Hemos escuchado expertos y prestamos atención. Hemos
escuchado inexpertos mal llamados especialistas y tuvimos miedo.
Nos levantamos saltando y abriendo las cortinas y bailando a
lo Julie Andrews en la novicia rebelde y nos hemos acostado llorando como Andrea
del Boca en Celeste siempre Celeste.
Fuimos Ulises camino al súper, atravesando góndolas con
cuidado, evadiendo precios exorbitantes, clavando miradas fijas con el otro
para ver si estamos saludando al vecino o a un desconocido, sin tocar el maple,
anhelando la llegada de la levadura y volviendo a casa, sintiendo que apenas el
perro nos reconoce, porque el resto solo nos permite la entrada una vez
superado el protocolo “lavandinar”.
Universalizamos el
lenguaje de los memes y así todos nos vamos riendo de las mismas cosas.
Escribimos más
que nunca porque nos dimos cuenta que
escribir es casi igual a tomar una fotografía, es capturar tiempos, momentos y
recuerdos. Y leímos todo, leímos libros guardados, libros prestados, libros
para el verano, para el profesorado, PDF, leyendas de los Palitos de la Selva.
Personalmente, no hice ejercicio, no hice tik tok (Gracias
Dios que no lo permitiste), no hice dieta, ni hice cronogramas, ni planificaciones.
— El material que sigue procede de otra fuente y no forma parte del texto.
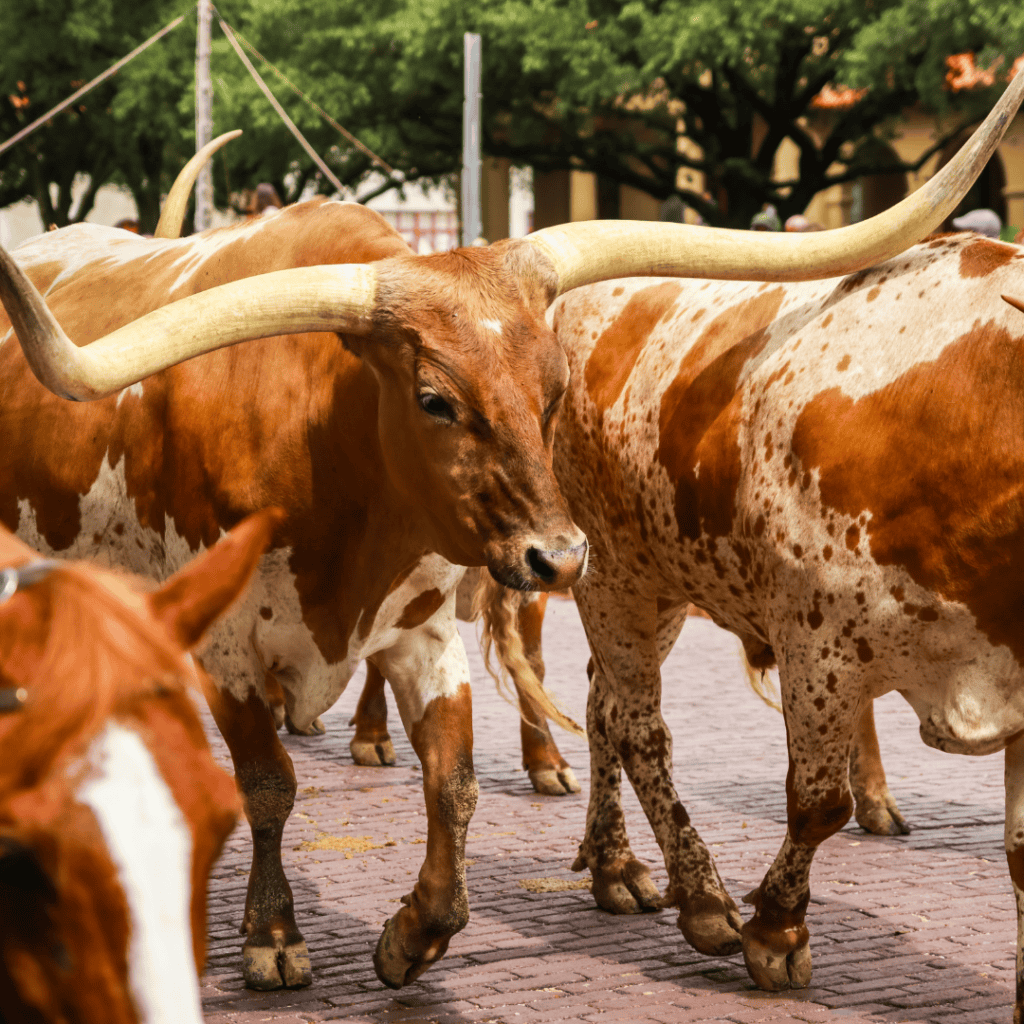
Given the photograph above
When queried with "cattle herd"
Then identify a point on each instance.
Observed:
(818, 438)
Pero sí, reforzamos nuestra relación con Jesús, nos sentimos dependientes de
Él, al cien por cien, pues de otra manera hubiese sido imposible.
Celebramos cumpleaños en pantallas, video llamadas
entrecortadas, conferencias con multiplicidad de interrupciones por segundo y
mensajes intermitentes que nos hacen explotar el celular.
Nos pegamos a la joggineta más que nunca, tomamos
distanciamiento social con el peine dejando así que las lagañas fluyan y los
rodetes emerjan alejándonos casi para siempre del espejo.
Y algunos, no sé si todos, entendimos. Entendimos lo lindo
que era a veces la rutina de salir, de pedalear hasta el trabajo, de llegar a
destino. Entendimos que estúpidos fuimos al relegar encuentros con nuestros
viejos: “La semana que viene, si puedo voy”. Entendimos que no necesitamos el
dinero para casi nada más que llenar una olla y que lo otro muchas veces son
caprichos. Entendimos que hacer algo productivo o no en cuarentena, no nos hace
mejores, que quizá lo que puede ayudarnos es dejar de ser necios, tercos y
orgullosos. Entendimos que la escuela es después de casa, uno de los lugares
más maravillosos del planeta, un “locus amoenus” donde los pibes juegan,
aprenden, hacen amigos, ríen, a veces lloran, crecen y son libres. Entendimos,
como familia cuánto nos necesitamos, nos conocimos mejor, pudimos dejar de
decir: ¡Ahora no, no tengo tiempo! Y sin que el reloj se detuviera, pudimos
mirarnos a los ojos. Entendimos que debemos amarnos sí o sí porque si no nos
reconciliamos con nosotros mismos ¿Quién lo va a hacer? Entendimos que los
abuelos son piedras preciosas, que hay que cuidarlos y escucharlos, sin
importar cuántas veces nos cuenten las mismas historias.
Entendimos que podemos perder costumbres, hábitos, deseos,
paseos, dinero, metas personales pero no el Amor, con eso es imposible
negociar. El amor es el que permanece para siempre, y el que nunca, nunca,
dejará de existir por más que el aislamiento dure eternamente.